Fenton Farms Developments Inc., a group of investors headed by golf course consultant and builder Paul Clute and retired automotive entrepreneur Jack Bott, who also owns Marsh Ridge Resort at Gaylord, acquired the course from Fazio's widow in January 1993. Clute convinced long-time friend Rich Funk, a Chicago area native with a lifelong interest in golf, to leave a career with a West Coast law firm and come to Michigan to join the project.

Coincidentally, Funk's passion for the game had been fostered at an early age by another tour pro, Felice Torza, the man who finished second to Burkemo in the '53 PGA Championship. Funk recalls how Torza, nicknamed the 'Toy Tiger,' offered to teach him the game after watching him knock balls around a make-shift course of empty cans at his grandparents' home.

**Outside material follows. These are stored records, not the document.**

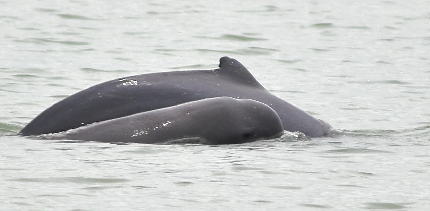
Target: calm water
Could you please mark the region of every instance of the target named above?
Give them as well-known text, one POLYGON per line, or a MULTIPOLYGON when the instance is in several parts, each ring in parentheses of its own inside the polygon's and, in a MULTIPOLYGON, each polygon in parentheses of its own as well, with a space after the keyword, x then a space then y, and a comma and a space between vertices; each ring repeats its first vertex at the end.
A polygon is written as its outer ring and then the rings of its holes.
POLYGON ((2 210, 430 209, 430 1, 107 2, 0 1, 2 210), (224 56, 344 134, 218 146, 13 136, 89 86, 224 56))

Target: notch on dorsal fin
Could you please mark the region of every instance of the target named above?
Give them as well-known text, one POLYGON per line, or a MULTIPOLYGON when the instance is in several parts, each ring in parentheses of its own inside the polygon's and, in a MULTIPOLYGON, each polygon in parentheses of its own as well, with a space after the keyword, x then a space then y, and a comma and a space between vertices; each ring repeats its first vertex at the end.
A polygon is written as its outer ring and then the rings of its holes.
POLYGON ((264 89, 243 65, 233 58, 221 57, 219 59, 219 65, 218 66, 219 68, 214 71, 229 76, 235 81, 264 89))

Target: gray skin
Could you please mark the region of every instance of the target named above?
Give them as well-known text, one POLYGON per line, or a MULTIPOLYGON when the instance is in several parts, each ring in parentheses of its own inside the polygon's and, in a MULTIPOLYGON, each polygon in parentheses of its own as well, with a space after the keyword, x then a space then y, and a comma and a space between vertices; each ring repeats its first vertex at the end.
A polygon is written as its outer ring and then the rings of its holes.
POLYGON ((265 89, 246 68, 228 57, 219 68, 158 72, 122 78, 72 95, 42 112, 18 135, 58 133, 92 123, 206 98, 227 96, 250 99, 273 109, 284 129, 310 137, 325 136, 328 123, 265 89))
POLYGON ((95 123, 45 138, 155 144, 197 140, 240 144, 280 137, 282 122, 272 108, 249 99, 218 97, 95 123))

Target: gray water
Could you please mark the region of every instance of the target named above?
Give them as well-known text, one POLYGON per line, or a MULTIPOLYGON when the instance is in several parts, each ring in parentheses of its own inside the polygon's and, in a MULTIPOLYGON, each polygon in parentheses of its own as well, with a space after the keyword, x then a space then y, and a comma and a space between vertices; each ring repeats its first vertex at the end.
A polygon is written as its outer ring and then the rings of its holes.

Funk went on to play competitively throughout high school and college. Even as a lawyer, he says, his primary role in the firm became entertaining clients on the golf course, so the invitation to take on the challenge at Fenton Farms was a move he eagerly accepted and has never regretted.

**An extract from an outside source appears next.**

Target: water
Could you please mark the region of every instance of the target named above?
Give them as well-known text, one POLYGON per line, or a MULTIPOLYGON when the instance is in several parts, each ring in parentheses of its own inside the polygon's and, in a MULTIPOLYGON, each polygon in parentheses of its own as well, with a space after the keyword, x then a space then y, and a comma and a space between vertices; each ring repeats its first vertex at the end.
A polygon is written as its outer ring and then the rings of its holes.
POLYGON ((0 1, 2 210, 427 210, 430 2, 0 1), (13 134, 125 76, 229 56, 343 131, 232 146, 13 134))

While Funk took charge of day-to-day operations, long-time superintendent Paul Woodward, who began working at the course under Burkemo, remained on board. Funk's wife, Susasn, and son, Jim, soon joined the team, Susan as office and banquet manager, and Jim as director of golf. Daughter Christina Funk also works in the office while still attending college.

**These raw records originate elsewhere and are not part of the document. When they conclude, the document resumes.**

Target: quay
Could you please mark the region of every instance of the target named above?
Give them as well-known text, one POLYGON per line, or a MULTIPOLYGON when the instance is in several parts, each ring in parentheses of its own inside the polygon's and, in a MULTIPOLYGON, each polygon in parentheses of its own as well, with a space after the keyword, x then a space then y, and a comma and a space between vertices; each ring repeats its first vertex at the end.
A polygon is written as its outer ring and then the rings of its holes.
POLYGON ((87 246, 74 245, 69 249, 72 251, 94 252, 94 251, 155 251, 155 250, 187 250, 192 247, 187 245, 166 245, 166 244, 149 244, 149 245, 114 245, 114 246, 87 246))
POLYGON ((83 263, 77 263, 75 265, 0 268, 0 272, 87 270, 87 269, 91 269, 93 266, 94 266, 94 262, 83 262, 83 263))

With new owners and management in place, reversing decades of decline became the first order of business. "The course was pretty run down and sadly in need of a lot of work," Funk recalls.

Fariways that had not seen fertilizer or weed killer in years had become a virtual sea of dandelions, and the equipment was archaic at best, according to Woodward. Watering had previously been possible only on the tees and greens by use of garden hose.

A complete watering system was installed, several holes were redesigned and rebuilt, and a practice range was added. In 1995, as part of a land sale for a very successful condominium project, two new holes were created and two "awful" ones from the old course were abandoned.

The transformation also saw the addition of more than 50 new bunkers, three ponds and the planting of some 500 new trees, resulting in a completely new look to what Funk characterizes as a classic rolling design of the 20s and 30s.

The best part, Funk adds, is that the course is still evolving. "In ten years," he says, "this will be a totally different golf course from the one you see today."

The track is not a long one, measuring just under 6,600 yards from the blue tees. The length is a bit deceptive, though, considering there are five par-threes. Par is 72/70 with a rating of 71.7 and 74.3. Slope is 125 for men, 128 for women.

While both nines start out with three relatively harmless holes, Nos. 4 through 7 and 13 through 18 can be quite challenging, requiring well-place approaches to avoid nearly impossible up-and-downs around small, well-sloped greens. "Holes 4 through 7, especially will tax you," Funk promises. No. 13, one of the two new holes, is the signature hole - a 184-yard par-three that requires a tee shot of at least 160 yards to carry a wetland.

Notable also is the fact that many holes on the 160-acres are cut through or bordered by areas posted as "environmentally sensitive," where the grasses, wetlands and woodlots are undisturbed natural habitat areas. Carts are prohibited in these areas by local rule.

Now in its seventh season as Fenton Farms, the course has seen play increase substantially each year, according to Funk, drawing players from Flint, Lansing, Ann Arbor, even Pontiac and Detroit on weekends. "We even get a fair number of people who come in just because they've seen the course while traveling the highway," Funk said, adding that tee times generally are required, although staff tries to work walk-ups in whenever possible.

Fees are affordably priced at $23 to $30 weekdays for 18 holes with cart, $35 on weekends. The course also offers one free 18-hole round for each five paid rounds played.